AllReduce hangs due to no device_id into init_process_group #142356

youth123 · 2024-12-09T07:53:09Z

🐛 Describe the bug

In pytorch 2.2 or later, when initializing a distributed environment, if you do not pass device_id to the init_process_group function but pass it through the set_device, the allreduce primitive hangs or NCCL directly reports an error. This question only comes up on allreduce primitives, does anyone know why?
You can run the example below with torchrun --nproc_per_node 4 test.py

import torch
import torch.distributed as dist
import os

init_method = 'tcp://'
master_ip = os.getenv('MASTER_ADDR', 'localhost')
world_size = 4

default_master_port = '6000'
master_port = os.getenv('MASTER_PORT', default_master_port)
init_method += master_ip + ':' + master_port
rank = int(os.getenv('RANK', '0'))
# correct init
# torch.distributed.init_process_group(
#     backend="nccl",
#     world_size=world_size, rank=rank, device_id=torch.device(f"cuda:{rank}"), init_method=init_method)

# will cause allreduce hang
torch.cuda.set_device(torch.device(f"cuda:{rank}"))
torch.distributed.init_process_group(
     backend="nccl",
     world_size=world_size, rank=rank, init_method=init_method)

cur_rank = torch.distributed.get_rank()
if cur_rank == 0 or cur_rank == 1:
    gqa_group = torch.distributed.new_group([0, 1])
else:
    gqa_group = torch.distributed.new_group([2, 3])
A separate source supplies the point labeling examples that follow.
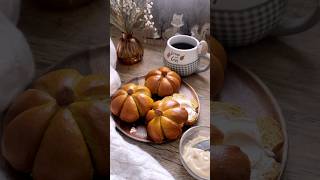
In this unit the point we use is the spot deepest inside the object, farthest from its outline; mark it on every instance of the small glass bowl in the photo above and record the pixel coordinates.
(186, 137)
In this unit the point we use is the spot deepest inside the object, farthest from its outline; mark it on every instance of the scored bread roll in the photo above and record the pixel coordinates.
(230, 163)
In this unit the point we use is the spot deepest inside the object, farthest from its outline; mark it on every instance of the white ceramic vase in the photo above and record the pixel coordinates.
(113, 55)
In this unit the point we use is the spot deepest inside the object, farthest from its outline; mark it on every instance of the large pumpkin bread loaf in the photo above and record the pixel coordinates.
(58, 128)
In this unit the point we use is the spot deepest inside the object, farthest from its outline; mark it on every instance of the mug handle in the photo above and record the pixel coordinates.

a = torch.tensor(1, device=cur_rank)
torch.distributed.all_reduce(a, group=gqa_group)

Versions

pytorch 2.5

cc @H-Huang @awgu @kwen2501 @wanchaol @fegin @fduwjj @wz337 @wconstab @d4l3k @c-p-i-o

The text was updated successfully, but these errors were encountered:

XilunWu · 2024-12-09T19:04:11Z

I tried to reproduce the hang but couldn't. Instead, it's a NCCL error:

misc/socket.cc:484 NCCL WARN socketStartConnect: Connect to 2803:6082:c0b4:8500::1<35393> failed : Software caused connection abort
[rank1]: Traceback (most recent call last):
[rank1]:   File "test_allreduce.py", line 49, in <module>
[rank1]:     torch.distributed.all_reduce(a, group=gqa_group)
[rank1]:   File "torch/distributed/c10d_logger.py", line 81, in wrapper
[rank1]:     return func(*args, **kwargs)
[rank1]:   File "torch/distributed/distributed_c10d.py", line 2773, in all_reduce
[rank1]:     work = group.allreduce([tensor], opts)
[rank1]: torch.distributed.DistBackendError: NCCL error in: torch/csrc/distributed/c10d/NCCLUtils.hpp:269, unhandled system error (run with NCCL_DEBUG=INFO for details), NCCL version 2.21.5
[rank1]: ncclSystemError: System call (e.g. socket, malloc) or external library call failed or device error. 
[rank1]: Last error:
[rank1]: socketStartConnect: Connect to <host>::1<35393> failed : Software caused connection abort
W1209 11:00:32.851000 1935266 torch/distributed/elastic/multiprocessing/api.py:897] Sending process 1935505 closing signal SIGTERM
W1209 11:00:32.852000 1935266 torch/distributed/elastic/multiprocessing/api.py:897] Sending process 1935507 closing signal SIGTERM
W1209 11:00:32.853000 1935266 torch/distributed/elastic/multiprocessing/api.py:897] Sending process 1935508 closing signal SIGTERM

The test code I'm using:

import os

import torch
import torch.distributed as dist

from torch.testing._internal.common_utils import find_free_port

init_method = "tcp://"
master_ip = os.getenv("MASTER_ADDR", "localhost")
world_size = 4

default_master_port = find_free_port()
master_port = os.getenv("MASTER_PORT", default_master_port)
init_method += master_ip + ":" + master_port
rank = int(os.getenv("RANK", "0"))

# When `use_set_device == True`, the program has a good chance to fail with NCCL error.
use_set_device = True

if use_set_device:
    # will cause allreduce hang
    torch.cuda.set_device(torch.device(f"cuda:{rank}"))
    dist.init_process_group(
        backend="nccl",
        world_size=world_size,
        rank=rank,
        init_method=init_method,
    )
else:
    # correct init
    dist.init_process_group(
        backend="nccl",
        world_size=world_size,
        rank=rank,
        device_id=torch.device(f"cuda:{rank}"),
        init_method=init_method,
    )


# test code
cur_rank = torch.distributed.get_rank()
if cur_rank == 0 or cur_rank == 1:
    gqa_group = torch.distributed.new_group([0, 1])
else:
    gqa_group = torch.distributed.new_group([2, 3])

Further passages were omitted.